Canberra photographer's love letter to Czech Republic

One of the photographs from Love Letters From Bohemia. Picture: Petra Junganova

A little bit of the Czech Republic has landed in Canberra.

The exhibition, Love Letters to Bohemia has taken over the walls of Smith's Alternative, featuring black and white photos from Canberra-based, Czech-born photographer Petra Jungmanova.

For Jungmanova, the exhibition is a chance to take people on a journey through the places where she grew up and has been unable to visit for the past three years.

It is also a chance for Jungmanova to celebrate her home country and its culture, which she says is often not in the spotlight in Australia.

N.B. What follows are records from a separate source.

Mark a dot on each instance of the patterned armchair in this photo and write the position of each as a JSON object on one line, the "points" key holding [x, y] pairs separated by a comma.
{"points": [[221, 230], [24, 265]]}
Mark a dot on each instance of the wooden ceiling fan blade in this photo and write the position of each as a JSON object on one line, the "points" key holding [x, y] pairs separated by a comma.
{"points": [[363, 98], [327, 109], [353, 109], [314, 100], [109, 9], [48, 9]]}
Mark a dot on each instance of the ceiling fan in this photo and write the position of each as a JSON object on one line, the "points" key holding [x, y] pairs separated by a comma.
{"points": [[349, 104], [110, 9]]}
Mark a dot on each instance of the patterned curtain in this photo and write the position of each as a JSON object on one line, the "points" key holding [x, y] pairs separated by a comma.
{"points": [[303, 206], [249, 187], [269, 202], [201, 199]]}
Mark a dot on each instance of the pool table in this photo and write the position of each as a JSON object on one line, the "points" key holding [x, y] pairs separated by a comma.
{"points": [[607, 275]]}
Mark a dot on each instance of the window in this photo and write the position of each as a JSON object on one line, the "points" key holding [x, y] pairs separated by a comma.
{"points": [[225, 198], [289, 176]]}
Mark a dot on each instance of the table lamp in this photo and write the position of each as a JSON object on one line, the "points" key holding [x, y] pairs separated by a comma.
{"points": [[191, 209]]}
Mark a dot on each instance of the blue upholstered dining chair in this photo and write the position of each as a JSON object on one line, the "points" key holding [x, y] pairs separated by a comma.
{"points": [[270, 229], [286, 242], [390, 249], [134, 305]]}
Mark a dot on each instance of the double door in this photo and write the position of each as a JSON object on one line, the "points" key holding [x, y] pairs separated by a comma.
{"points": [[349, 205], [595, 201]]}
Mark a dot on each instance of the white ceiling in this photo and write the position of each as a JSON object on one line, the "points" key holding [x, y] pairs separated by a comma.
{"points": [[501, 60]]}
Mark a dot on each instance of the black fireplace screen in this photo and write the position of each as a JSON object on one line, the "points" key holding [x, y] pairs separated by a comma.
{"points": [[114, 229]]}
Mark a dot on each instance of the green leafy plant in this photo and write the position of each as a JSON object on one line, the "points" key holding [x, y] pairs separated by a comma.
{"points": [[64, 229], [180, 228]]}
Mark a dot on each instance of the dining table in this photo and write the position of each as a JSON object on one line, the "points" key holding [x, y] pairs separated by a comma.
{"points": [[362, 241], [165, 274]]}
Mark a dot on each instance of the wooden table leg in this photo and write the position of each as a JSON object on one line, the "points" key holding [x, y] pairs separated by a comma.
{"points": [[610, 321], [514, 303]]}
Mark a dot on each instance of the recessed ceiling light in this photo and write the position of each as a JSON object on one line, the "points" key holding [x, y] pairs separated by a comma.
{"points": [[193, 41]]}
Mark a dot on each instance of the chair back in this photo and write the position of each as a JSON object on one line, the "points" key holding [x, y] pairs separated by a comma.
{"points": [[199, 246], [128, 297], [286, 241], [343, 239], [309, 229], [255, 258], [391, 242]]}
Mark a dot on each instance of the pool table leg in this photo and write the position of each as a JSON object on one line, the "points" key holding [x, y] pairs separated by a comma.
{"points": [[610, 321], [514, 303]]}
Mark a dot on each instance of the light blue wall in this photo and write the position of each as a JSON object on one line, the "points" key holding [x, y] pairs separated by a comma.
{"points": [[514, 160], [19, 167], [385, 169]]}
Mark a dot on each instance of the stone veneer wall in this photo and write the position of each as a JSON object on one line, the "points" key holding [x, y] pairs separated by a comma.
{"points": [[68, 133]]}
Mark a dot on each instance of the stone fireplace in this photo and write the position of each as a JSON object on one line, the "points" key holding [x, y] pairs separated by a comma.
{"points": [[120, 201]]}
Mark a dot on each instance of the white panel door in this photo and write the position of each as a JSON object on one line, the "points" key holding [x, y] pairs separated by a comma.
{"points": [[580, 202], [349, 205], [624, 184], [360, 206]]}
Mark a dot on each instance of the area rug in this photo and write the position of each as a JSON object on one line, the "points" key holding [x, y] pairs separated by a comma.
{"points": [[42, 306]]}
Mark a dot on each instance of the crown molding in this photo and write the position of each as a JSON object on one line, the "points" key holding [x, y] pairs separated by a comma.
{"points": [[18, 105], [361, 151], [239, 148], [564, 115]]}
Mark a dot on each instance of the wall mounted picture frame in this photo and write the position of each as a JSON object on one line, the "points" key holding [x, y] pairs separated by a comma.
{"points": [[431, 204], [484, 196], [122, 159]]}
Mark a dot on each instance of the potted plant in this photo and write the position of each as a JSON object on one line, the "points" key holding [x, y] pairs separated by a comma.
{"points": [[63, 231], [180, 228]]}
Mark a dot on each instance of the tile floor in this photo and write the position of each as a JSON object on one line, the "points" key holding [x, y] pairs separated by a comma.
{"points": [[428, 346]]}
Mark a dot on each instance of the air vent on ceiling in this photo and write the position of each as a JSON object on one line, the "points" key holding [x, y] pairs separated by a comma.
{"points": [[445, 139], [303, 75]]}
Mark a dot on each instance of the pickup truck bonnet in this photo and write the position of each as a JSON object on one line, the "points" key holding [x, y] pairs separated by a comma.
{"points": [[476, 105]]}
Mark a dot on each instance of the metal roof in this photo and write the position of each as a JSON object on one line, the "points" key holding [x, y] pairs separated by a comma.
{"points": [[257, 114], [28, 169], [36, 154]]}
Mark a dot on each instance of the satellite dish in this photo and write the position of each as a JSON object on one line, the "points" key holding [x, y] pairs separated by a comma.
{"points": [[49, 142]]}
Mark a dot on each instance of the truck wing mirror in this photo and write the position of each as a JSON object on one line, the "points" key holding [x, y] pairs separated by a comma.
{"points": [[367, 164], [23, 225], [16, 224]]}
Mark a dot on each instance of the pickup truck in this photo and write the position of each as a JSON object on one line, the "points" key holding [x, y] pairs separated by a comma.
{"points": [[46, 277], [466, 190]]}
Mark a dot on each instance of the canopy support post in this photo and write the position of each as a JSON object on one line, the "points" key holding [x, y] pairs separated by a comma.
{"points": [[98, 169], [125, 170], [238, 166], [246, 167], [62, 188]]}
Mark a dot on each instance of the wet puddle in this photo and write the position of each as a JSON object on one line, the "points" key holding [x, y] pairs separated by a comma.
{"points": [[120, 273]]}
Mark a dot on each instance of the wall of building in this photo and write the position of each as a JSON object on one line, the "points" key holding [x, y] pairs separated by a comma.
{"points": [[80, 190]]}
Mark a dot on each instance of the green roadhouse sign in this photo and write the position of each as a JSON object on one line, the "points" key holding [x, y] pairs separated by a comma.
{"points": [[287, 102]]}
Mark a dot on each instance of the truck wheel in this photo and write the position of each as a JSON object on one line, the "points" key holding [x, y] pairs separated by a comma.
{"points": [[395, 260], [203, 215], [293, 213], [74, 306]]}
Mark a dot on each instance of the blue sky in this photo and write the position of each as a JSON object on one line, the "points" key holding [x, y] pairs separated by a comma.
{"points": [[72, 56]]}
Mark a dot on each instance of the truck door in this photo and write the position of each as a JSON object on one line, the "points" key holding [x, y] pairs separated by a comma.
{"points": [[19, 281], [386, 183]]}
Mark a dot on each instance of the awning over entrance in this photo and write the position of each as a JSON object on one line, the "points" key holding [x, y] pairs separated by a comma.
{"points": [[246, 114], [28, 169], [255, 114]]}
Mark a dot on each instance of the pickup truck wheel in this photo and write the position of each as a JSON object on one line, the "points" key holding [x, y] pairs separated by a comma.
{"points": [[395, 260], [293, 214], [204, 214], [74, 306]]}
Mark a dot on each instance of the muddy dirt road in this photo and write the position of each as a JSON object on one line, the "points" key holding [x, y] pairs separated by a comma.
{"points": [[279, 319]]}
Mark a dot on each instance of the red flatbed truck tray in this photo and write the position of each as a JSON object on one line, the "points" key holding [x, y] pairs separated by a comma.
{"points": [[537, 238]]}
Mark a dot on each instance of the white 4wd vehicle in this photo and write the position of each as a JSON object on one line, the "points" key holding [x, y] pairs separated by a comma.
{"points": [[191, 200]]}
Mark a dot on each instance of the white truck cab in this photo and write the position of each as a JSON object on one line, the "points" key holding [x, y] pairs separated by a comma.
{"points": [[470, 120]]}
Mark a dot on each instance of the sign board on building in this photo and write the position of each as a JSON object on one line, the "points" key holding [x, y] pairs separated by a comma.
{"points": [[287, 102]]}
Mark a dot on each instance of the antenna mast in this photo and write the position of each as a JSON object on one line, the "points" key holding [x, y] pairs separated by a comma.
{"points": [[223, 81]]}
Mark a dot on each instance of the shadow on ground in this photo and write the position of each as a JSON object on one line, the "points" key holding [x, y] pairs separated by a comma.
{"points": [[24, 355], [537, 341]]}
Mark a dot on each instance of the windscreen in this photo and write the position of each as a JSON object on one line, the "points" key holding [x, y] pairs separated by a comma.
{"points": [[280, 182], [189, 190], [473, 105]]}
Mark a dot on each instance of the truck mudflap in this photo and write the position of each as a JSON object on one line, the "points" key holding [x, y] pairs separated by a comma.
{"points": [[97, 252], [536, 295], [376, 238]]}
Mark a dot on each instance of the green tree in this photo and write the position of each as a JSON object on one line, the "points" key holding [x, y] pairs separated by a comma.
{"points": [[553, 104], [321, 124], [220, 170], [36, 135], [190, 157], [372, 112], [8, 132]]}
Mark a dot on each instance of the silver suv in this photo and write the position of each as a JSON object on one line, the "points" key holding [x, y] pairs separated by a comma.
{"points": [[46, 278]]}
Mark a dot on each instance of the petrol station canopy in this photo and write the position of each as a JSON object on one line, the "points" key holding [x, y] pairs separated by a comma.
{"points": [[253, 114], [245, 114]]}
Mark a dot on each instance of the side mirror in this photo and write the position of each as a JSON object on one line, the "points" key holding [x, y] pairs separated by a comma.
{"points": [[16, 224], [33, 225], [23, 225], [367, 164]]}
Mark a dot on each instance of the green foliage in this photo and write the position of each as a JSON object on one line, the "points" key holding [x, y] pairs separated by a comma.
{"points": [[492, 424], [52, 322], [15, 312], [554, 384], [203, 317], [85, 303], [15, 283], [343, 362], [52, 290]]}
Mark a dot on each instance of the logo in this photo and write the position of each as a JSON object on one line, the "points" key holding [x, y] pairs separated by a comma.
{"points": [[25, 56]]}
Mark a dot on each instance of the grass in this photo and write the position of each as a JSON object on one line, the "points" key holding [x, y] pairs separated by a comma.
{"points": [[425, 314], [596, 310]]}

"It's a real love expression for the beautiful things that are very unique about my country," she said.

"It's also trying to make a statement and really educate people, not in a patronising way, but it's done from a very intimate personal perspective of knowing these places.

"Ever since I came to Australia when I was 20, I've encountered people feeling genuinely sorry for me for coming from my country - 'Oh, poor you, you come from Czechoslovakia'.

"A lot of that is ignorance because people don't know, we are not Czechoslovakia anymore and that we are a country that is part of the European Union and we do really well and we are a sophisticated society with an incredible cultural heritage and people are sort of discovering it now."

The photos were taken at different locations in Prague, with the hopes of celebrating the city's United Nations Educational, Scientific and Cultural Organisation's world heritage status.

This means the images are made up of a lot of cityscapes, with Jungmanova aiming to give them a moody and mysterious feel to them, without trying to make them too edgy.

One of the photographs from Love Letters From Bohemia. Picture: Petra Junganova

"I was really lucky to live in there, as a part of my genuine life journey in Czech Republic before I migrated when I was 20," she says.

"I have really personal connection to those places and I have a 15-year-old son, so when we go to Czech now, I take him there, and he experiences them so they become our special places."

As well as being at Smith's Alternative, Love Letters to Bohemia will also make its way to the Sydney Opera House later in the year. There it will be a larger exhibition, featuring more of Jungmanova's photography.

That being said, the photographer says she likes that the exhibition is also being shown in a place such as Smith's Alternative as because the space is also a cafe and bar, it creates a more relaxed feeling to view the work.

"The beauty of being at Smith's Alternative is people can actually sit with those images," Jungmanova says.

"It's not like in the typical gallery spread, which is a bit sterile and you just have a few seconds with each image before you move towards, the next one.

"With this, the average person who goes to Smith's, it's because they're meeting friends catching up for a glass of wine and just relaxing.

"It's just got this really homey, intimate, cute atmosphere. So people can be catching up and looking at those images."

Love Letters From Bohemia is in Smith's Alternative Gallery until the end of February.